To control what they can, Pineda and his wife booked a budget motel and plan to pack road food to avoid restaurants. They are comparing parking options and considering walking part of the way to the stadium, even in the Texas heat.

“We’re not trying to live like kings,” he said. “We just want to see Argentina play.”

Miriam has already drawn a line around how many matches they can afford.

“I stopped Hector at one match,” she said. “I told him, don’t get too crazy. We can find a TV somewhere.”

That kind of cost-cutting is not limited to older fans. Younger fans are also making logistical compromises. A Bank of America Institute survey found that 93 percent of Gen Z respondents planned trips this summer, and 20 percent were targeting sporting events.

For Mo Subrainian, 26, and three former college roommates from DePaul University, a road trip from Chicago to New Jersey to see Brazil play Morocco at MetLife Stadium quickly became a budget challenge. They cut the trip from five nights to two and are staying with Subrainian’s aunt, who lives an hour from the stadium.

“This wasn’t the epic trip we planned, but we aren’t canceling,” Subrainian said. “We’ll meet up with friends in the area who don’t have tickets and make the best of it.”

Those household-level decisions could matter for host cities. World Cup organizers and local officials have promoted the tournament as an economic opportunity, with visitors expected to spend on hotels, restaurants, bars and transportation. But fans who shorten trips, avoid hotels, pack food or skip extra nights may deliver a narrower boost than businesses are hoping for.

The issue is not that the World Cup will fail to bring crowds. It is that not all crowds spend the same way, and not all spending creates new local economic activity.

“A ton of the people are just going to be locals, and they’re putting money into FIFA’s pockets rather than in the pockets of other local businesses,” said Victor Matheson, a professor of economics at the College of the Holy Cross who specializes in mega-events. “So that doesn’t actually increase the size of the economy; it just rearranges where the money is being spent.”

That dynamic could matter in the United States, where many fans will travel domestically and may treat the tournament as less of a luxury trip.

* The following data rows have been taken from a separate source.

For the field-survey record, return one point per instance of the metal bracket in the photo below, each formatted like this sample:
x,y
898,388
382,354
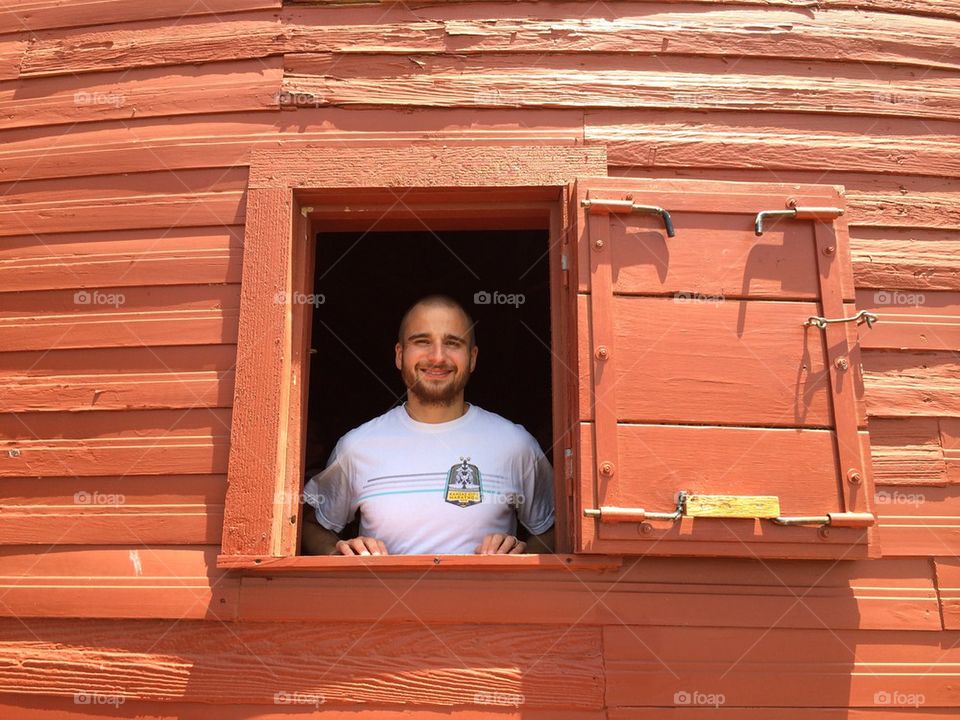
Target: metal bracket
x,y
798,213
853,520
628,206
839,519
615,514
861,317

They may still buy the ticket, but spend less freely around it.

The pattern is visible in the hospitality sector. About 40 percent of surveyed Americans said they planned to experience the World Cup in some capacity, according to the Bank of America survey. Ticketless fans could still fill streets, bars and public viewing areas, but their spending may be more targeted than that of international tourists taking longer trips.

Still, enthusiasm does not guarantee a broad tourism boom. Hotel market analysts say the boost may be concentrated around match days and in specific host markets, rather than spread evenly across cities or the national economy.

Jan Freitag, national director of hospitality market analytics at CoStar, said a mix of higher costs and uneven fan interest could shape travel decisions.

“I think it’s a confluence of a war going on, airfares are high, ticket prices are high, and in the first-round stages, maybe those matches aren’t super interesting,” Freitag said. “So, maybe it’s sort of a little bit of everything.”

The result could be a World Cup economy that is real, but uneven — strong in certain places and moments, weaker outside the stadium gates.

For Pineda, the calculation remains emotional as much as financial. Seeing Argentina play in his adopted home state is, in his words, “priceless.” Yet the numbers in his notebook continue to climb.

“We are going to try to make it work,” Pineda said. “But when you add everything up, you start to wonder who this World Cup was really built for.”